The Honest Record
Across both lines, ancestors who told the truth at a cost, and one whose diary told the truth in spite of him.
Samuel Sewall · Robert Carter III · William Byrd II
Samuel Sewall's Public Apology
★ ★ ★
Samuel Sewall was one of the nine judges who condemned people to death in the Salem Witch Trials of 1692. He was the only judge who ever publicly accepted personal blame. Five years after the trials, he stood in his pew at Old South Church while his written confession was read aloud to the congregation, and stood in silence while every word was heard. The same Samuel Sewall wrote The Selling of Joseph in 1700, one of the first anti-slavery pamphlets published in America. He argued directly that enslaved Africans were fully human and that the slave trade was a moral abomination. He was publicly ridiculed for it. He published it anyway.
The Deed of Gift
★ ★ ★
Robert Carter III was the grandson of Robert "King" Carter, the most powerful planter in colonial Virginia history and a direct ancestor in this family tree. In 1791, after a religious conversion, Carter quietly filed a legal document arranging for the gradual manumission of 452 enslaved people, the largest single act of private emancipation in American history before the Civil War. He did this without fanfare and without seeking credit. Virginia society largely shunned him for it. He died in relative obscurity. The 452 people he freed have descendants alive today.
The Counterpoint Within the Family
The Deed of Gift matters because it came from within the family that built the system. A direct descendant of "King" Carter looked at the same inheritance and chose to do something entirely different with it. That tension, and that choice, is part of the honest history of this family.
Samuel Sewall's public apology, Abraham Davenport's refusal to adjourn, Robert Carter III's Deed of Gift: these are the moments where members of this family looked at the world they had inherited and pushed back against it at real personal cost. That pattern, repeated across generations and across both family lines, is one of the things worth carrying forward.
William Byrd II Writes It All Down
Our colonial ancestor and the founder of Richmond kept a diary in shorthand, for his eyes only, which turned out to be sound editorial judgment. When it was decoded and published in the 1940s, it revealed a man who recorded, in the same flat tone he used for the weather, what he read in Greek before breakfast, his morning calisthenics, his marital relations, and the routine and brutal violence he inflicted on the people he enslaved. It is now considered one of the most important documents of colonial Virginia, precisely because of that flatness.

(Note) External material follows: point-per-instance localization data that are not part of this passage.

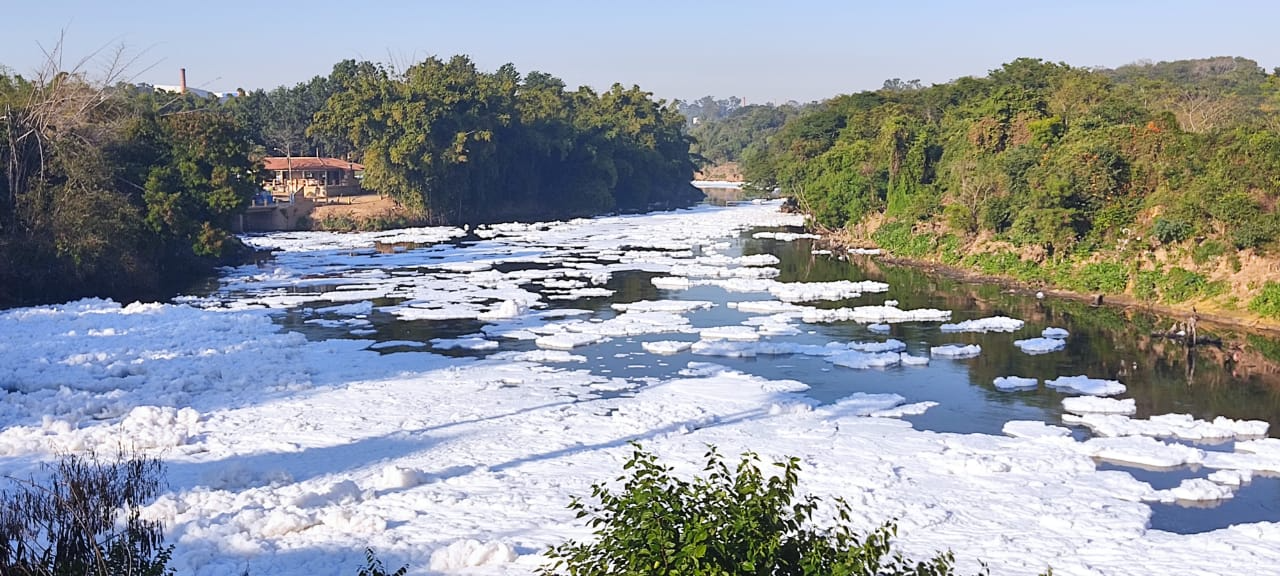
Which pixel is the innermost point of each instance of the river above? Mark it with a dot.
(444, 391)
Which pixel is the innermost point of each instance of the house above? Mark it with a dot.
(314, 177)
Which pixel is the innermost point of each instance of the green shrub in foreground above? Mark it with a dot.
(82, 519)
(730, 522)
(1267, 302)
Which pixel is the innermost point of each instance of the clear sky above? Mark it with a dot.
(759, 50)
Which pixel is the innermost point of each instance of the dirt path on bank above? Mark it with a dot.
(359, 208)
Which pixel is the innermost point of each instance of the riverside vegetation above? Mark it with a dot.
(114, 190)
(1155, 181)
(83, 517)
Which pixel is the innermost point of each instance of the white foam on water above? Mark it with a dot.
(666, 347)
(986, 324)
(1033, 429)
(956, 351)
(1015, 383)
(1096, 405)
(1087, 385)
(1041, 346)
(1060, 333)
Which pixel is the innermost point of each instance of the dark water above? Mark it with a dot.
(1239, 379)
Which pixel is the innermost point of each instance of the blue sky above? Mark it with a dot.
(759, 50)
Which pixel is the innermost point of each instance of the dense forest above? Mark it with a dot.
(119, 191)
(1159, 181)
(112, 191)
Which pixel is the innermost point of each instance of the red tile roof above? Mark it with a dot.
(309, 163)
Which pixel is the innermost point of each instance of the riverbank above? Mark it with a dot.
(1210, 316)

“I said my prayers and had good thoughts, good health, and good humor, thanks be to God Almighty.”
Postscript
A Second Diary
There is a strange symmetry worth noting. William Byrd's diary, above, was kept in secret, and it earned its secrecy.
A second Byrd diary, attributed to Admiral Richard Evelyn Byrd, has circulated on conspiracy forums since the 1970s, purporting to record a flight into a hidden world at the North Pole. The diary describes a temperate land beyond the ice, complete with lush greenery, mammoths, and a city of giants, none of which is there. It is not real. The Admiral's actual papers are held at Ohio State. So the record stands at one diary meant to be secret that earned it, and one meant to be public that never existed at all. Make of that what you will.